Related to Figure 7. (A, B) Overexpression and purification of Endonuclease G protein (wild type and mutant). The purity and identity of the protein was confirmed using SDS-PAGE for wild type (A) and mutant (B). (C) The identity and purity of the protein was confirmed using the western blotting for both wild type and mutant. Fractions 5 and 6 (wild type) and 4 and 5 (ΔH151A) were used for the western blot in both the cases. (D). SDS gel profile showing the overexpression and purification of CtIP. Western blotting (bottom panel) was performed for confirmation of the protein. (E) Activity assay showing resection of the substrate (ssDNA) upon addition of increasing concentrations (30, 60 and 90 ng) of purified CtIP (lanes 2–4). (F) SDS gel profile showing the overexpression and purification of FEN1. Western blotting confirming the identity of the protein is also shown. (G) Activity assay showing the cleavage of the substrate with flap DNA upon the addition of increasing concentrations (50, 100, and 500 ng) of purified FEN1 (lanes 2–5). (H) Silver-stained gel profile showing the overexpression and purification of RAGs from mammalian cells.

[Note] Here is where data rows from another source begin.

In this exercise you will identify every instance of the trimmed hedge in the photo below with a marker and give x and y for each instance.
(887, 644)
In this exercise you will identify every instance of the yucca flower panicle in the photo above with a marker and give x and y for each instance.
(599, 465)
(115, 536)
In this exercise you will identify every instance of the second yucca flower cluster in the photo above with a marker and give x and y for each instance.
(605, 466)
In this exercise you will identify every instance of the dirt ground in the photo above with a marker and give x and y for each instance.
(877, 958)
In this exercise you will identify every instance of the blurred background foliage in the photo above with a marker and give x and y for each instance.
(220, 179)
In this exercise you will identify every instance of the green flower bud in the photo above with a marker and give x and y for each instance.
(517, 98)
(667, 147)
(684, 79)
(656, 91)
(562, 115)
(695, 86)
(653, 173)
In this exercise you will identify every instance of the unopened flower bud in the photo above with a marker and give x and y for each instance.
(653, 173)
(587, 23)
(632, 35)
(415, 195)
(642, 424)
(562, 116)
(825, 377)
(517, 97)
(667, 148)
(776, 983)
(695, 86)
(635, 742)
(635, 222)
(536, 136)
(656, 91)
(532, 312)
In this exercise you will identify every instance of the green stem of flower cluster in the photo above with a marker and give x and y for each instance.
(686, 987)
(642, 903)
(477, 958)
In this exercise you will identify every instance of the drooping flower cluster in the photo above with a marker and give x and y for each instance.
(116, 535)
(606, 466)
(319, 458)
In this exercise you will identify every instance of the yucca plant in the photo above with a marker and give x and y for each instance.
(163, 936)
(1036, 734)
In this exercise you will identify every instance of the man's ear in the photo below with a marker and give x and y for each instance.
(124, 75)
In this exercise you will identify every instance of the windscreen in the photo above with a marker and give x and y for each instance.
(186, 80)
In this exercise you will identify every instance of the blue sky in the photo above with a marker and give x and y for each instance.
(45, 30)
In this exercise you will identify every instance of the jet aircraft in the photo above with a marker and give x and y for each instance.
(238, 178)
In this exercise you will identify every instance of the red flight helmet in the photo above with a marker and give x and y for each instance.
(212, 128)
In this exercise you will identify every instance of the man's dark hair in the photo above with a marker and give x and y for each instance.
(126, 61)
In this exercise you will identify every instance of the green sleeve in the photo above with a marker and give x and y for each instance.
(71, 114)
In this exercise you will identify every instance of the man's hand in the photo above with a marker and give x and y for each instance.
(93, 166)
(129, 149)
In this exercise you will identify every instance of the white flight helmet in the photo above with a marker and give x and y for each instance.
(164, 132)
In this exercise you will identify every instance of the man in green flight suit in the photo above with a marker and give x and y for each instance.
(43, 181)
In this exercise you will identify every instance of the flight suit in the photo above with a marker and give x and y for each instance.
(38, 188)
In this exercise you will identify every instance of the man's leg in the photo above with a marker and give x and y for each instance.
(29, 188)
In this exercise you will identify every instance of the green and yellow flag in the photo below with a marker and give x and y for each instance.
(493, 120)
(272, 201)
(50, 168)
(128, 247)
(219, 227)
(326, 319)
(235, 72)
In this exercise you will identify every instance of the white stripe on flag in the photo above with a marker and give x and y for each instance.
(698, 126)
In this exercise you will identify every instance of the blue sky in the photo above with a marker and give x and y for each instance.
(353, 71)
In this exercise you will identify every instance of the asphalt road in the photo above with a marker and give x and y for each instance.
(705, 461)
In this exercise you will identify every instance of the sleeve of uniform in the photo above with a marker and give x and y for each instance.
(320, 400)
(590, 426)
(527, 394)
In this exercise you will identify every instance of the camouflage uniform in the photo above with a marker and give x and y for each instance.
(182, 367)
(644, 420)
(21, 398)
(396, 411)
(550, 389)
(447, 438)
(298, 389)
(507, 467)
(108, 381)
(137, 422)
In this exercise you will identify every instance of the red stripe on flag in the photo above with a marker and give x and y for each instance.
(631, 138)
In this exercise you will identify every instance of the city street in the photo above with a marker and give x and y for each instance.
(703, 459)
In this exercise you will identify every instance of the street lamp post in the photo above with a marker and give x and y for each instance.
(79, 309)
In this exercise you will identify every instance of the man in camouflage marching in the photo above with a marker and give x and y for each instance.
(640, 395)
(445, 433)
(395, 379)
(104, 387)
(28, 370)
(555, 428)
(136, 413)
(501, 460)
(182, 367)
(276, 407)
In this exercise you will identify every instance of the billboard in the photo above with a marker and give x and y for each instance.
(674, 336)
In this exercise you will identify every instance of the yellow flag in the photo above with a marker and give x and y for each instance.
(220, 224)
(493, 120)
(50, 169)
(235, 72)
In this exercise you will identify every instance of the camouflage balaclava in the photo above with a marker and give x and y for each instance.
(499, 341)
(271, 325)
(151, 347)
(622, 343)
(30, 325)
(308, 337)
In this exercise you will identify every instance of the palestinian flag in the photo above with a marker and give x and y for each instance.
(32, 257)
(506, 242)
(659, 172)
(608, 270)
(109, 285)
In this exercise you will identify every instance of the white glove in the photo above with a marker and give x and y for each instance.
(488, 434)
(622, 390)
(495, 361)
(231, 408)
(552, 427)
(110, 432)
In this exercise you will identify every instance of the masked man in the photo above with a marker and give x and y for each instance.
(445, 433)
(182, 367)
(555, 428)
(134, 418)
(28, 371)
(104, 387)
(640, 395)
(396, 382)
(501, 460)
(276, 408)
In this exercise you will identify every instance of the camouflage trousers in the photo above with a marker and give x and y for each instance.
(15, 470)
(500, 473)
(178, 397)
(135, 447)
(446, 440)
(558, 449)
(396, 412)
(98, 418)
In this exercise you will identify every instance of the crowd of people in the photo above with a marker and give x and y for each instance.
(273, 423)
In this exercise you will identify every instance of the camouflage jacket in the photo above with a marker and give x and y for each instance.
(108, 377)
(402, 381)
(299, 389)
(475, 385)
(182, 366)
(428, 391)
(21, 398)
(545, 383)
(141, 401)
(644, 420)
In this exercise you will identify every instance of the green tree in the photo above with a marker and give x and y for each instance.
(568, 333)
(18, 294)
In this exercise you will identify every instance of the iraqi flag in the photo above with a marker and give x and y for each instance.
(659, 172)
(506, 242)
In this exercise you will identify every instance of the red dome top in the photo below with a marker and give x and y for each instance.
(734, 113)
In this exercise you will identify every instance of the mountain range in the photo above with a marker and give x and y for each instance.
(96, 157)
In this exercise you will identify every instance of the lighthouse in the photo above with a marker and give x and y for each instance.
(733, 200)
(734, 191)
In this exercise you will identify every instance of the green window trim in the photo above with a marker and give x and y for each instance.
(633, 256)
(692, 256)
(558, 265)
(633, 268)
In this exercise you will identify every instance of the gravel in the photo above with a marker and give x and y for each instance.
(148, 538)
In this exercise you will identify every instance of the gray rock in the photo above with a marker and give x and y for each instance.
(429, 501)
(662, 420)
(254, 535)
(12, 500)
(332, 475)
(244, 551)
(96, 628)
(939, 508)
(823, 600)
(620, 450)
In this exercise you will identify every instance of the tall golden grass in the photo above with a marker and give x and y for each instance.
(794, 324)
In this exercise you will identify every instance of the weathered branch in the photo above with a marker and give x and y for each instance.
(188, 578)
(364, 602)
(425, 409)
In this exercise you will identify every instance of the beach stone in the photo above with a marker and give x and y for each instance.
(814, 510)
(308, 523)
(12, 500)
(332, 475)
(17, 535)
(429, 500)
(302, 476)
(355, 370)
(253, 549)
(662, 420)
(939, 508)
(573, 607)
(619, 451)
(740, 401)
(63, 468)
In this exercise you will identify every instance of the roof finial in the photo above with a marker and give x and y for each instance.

Western blotting confirming the presence of RAG1 and RAG2. (I) Activity assay showing the cleavage of the RSS substrate upon addition of different fractions of purified RAGs (lanes 2–8). (J) Cleavage assay for different nucleases was performed on a plasmid containing mitochondrial Region I, pDI1. Following incubation with different purified nucleases CtIP, FEN1, and RAGs, primer extension assay was carried out using γ-³²P radiolabeled VKK11 primer and resolved on 8% denaturing polyacrylamide gel along with sequencing ladder. Lane 1 is primer alone, lanes 2, 5, 8 are without protein, lane 11 is with mitochondrial extract and lanes 12–15 (A, C, G, T) represents the sequencing ladder. Lanes 3,4 represents (CtIP); lanes 6,7 (FEN1); lanes 9, 10 (RAGs) incubated samples. In each case, 30 and 60 ng of protein was used. ‘M’ is 50 bp ladder.